Das Ultra-Problem beim 1. FC Köln

Zurück ins Chaos?

Nach dem Ausschluss der Ultra-Gruppierung »Boyz« liegen der 1. FC Köln und seine Ultras im Clinch. Ist diese Beziehung noch zu retten?

Imago

Es wird ähnlich aussehen wie am 10. August 2012. Damals im Zweitligaspiel gegen den SV Sandhausen blieb die Südkurve im Müngersdorfer Stadion leer. Der DFB hatte den gerade abgestiegenen 1. FC Köln nach Ausschreitungen im letzten Bundesligaspiel gegen Bayern München zu einem Teilausschluss verdonnert. Und so blickte der Zuschauer nicht wie gewohnt auf das rote Treiben in der Südkurve, dem Herzen des Stadions, sondern auf trostlos grauen Beton und ein riesiges Banner: »Den Fußball Bestraft – 22.500 Fans zu Unrecht ausgesperrt!«

Platzsturm am Karnevalssamstag

Nun, knapp drei Jahre später, wird der zentrale Teil der Kölner Südkurve erneut leer bleiben. Es geht um die Blöcke S3 und S4, den Stimmungskern. Rund 2.800 FC-Fans dürfen in den Heimspielen gegen Hoffenheim, Leverkusen und Schalke nicht ins Stadion. Als Entschädigung dafür bekommen die Anhänger rund 26 Euro zurückerstattet, 3/17 ihres bezahlten Dauerkartenpreises.

Die Strafe ist das Ergebnis des völlig aus dem Ruder gelaufenen Derbys Mitte Februar in Mönchengladbach. Am Karnevalssamstag stürmten knapp 25 Kölner Anhänger aus dem Umfeld der Ultraszene den Rasen des Gladbacher Borussia-Park. Während des Spiels wurde mehrfach Pyrotechnik gezündet, inklusive diverser Böller und Leuchtspuren. Schon alleine diese Pyro-Shows hätten den DFB wohl zum Handeln gezwungen. Der Platzsturm setzte dem Ganzen nur die Krone auf.
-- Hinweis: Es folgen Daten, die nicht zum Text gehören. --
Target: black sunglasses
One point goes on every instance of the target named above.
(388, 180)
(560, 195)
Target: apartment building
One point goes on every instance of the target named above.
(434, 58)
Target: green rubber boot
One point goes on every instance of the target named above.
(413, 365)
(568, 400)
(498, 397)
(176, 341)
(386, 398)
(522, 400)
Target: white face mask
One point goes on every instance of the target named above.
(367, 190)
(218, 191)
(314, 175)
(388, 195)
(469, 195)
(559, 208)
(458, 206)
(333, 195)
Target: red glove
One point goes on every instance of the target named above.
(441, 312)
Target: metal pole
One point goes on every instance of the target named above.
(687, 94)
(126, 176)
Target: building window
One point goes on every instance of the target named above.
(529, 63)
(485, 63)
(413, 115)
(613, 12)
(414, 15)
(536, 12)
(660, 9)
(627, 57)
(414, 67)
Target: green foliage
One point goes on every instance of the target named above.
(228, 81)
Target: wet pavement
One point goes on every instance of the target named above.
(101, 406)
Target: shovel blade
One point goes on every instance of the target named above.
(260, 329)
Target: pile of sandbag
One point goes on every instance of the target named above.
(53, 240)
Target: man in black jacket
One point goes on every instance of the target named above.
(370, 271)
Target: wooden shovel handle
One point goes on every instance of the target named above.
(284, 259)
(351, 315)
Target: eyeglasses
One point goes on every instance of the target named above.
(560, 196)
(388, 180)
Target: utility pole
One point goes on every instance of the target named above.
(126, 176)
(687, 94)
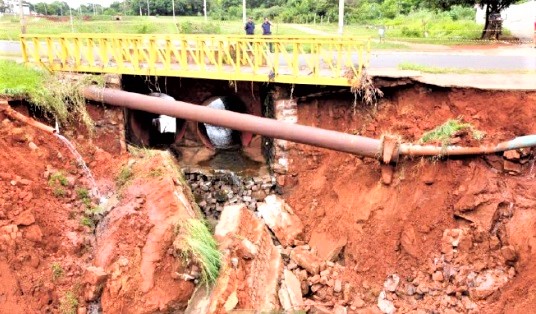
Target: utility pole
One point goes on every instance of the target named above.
(341, 16)
(173, 6)
(22, 20)
(205, 9)
(71, 17)
(244, 11)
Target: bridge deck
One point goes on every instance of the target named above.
(296, 60)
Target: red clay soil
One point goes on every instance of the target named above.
(44, 248)
(398, 228)
(51, 263)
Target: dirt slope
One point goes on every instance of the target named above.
(399, 228)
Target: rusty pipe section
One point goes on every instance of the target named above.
(430, 150)
(339, 141)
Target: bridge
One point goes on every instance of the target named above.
(316, 60)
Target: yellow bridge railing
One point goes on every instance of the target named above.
(314, 60)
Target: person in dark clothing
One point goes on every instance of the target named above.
(250, 27)
(266, 30)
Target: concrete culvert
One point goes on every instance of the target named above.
(153, 130)
(220, 137)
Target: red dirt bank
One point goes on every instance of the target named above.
(399, 228)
Der Verband reagierte mit nie da gewesener Härte: drei Teilausschlüsse bei Heimspielen, personalisierte Tickets für die ausstehenden Auswärtsspiele. Gelingt dem FC der Klassenerhalt, müssen für die nächsten Derbys spezielle Sicherheitskonzepte erarbeitet und mit dem DFB abgestimmt werden. Große Banner, Zaun- und Blockfahnen bei Gastspielen sind grundsätzlich verboten, bis zum Jahresende sollen zu jedem Auswärtsspiel mindestens 50 eigene Ordner mitreisen.

»Uns tut jeder Euro weh«

Insgesamt kostet den FC die Strafe etwas weniger als eine halbe Million Euro, wobei etwa 120.000 Euro in infrastrukturelle und präventive Maßnahmen investiert werden dürfen. FC-Geschäftsführer Alexander Wehrle sagt: »In unserer finanziellen Situation mit 24 Millionen Euro Verbindlichkeiten tut uns jeder Euro weh.« Die Strafe sei »eine ordentliche Hausnummer«. Immerhin habe der FC in den letzten zwei Jahren insgesamt knapp 1,8 Millionen Euro an Strafen und Präventivmaßnahmen ausgegeben. Aus dem Vereinsumfeld heißt es, diese Summe sei noch konservativ kalkuliert.

Für die Klubführung ist das Maß voll. Der Ultragruppierung »Boyz«, deren Führungsmitglieder nach Vereinsangaben nachweislich in Mönchengladbach randaliert haben sollen, entzog man den Fanklubstatus. Gegen 45 Gruppen-Mitglieder sprach man ein lokales Stadionverbot aus. Die »Boyz« wehren sich gegen die Vorwürfe. Viele Mitglieder seien wegen Verbotsmaßnahmen gar nicht in Gladbach gewesen, dem Verein lägen nur veraltete Mitgliederlisten vor. Tatsächlich musste der Klub bereits sechs Verbote aufheben. Die Betroffenen waren gegen die Sanktion vorgegangen, weil sie längst nichts mehr mit den »Boyz« zu tun haben.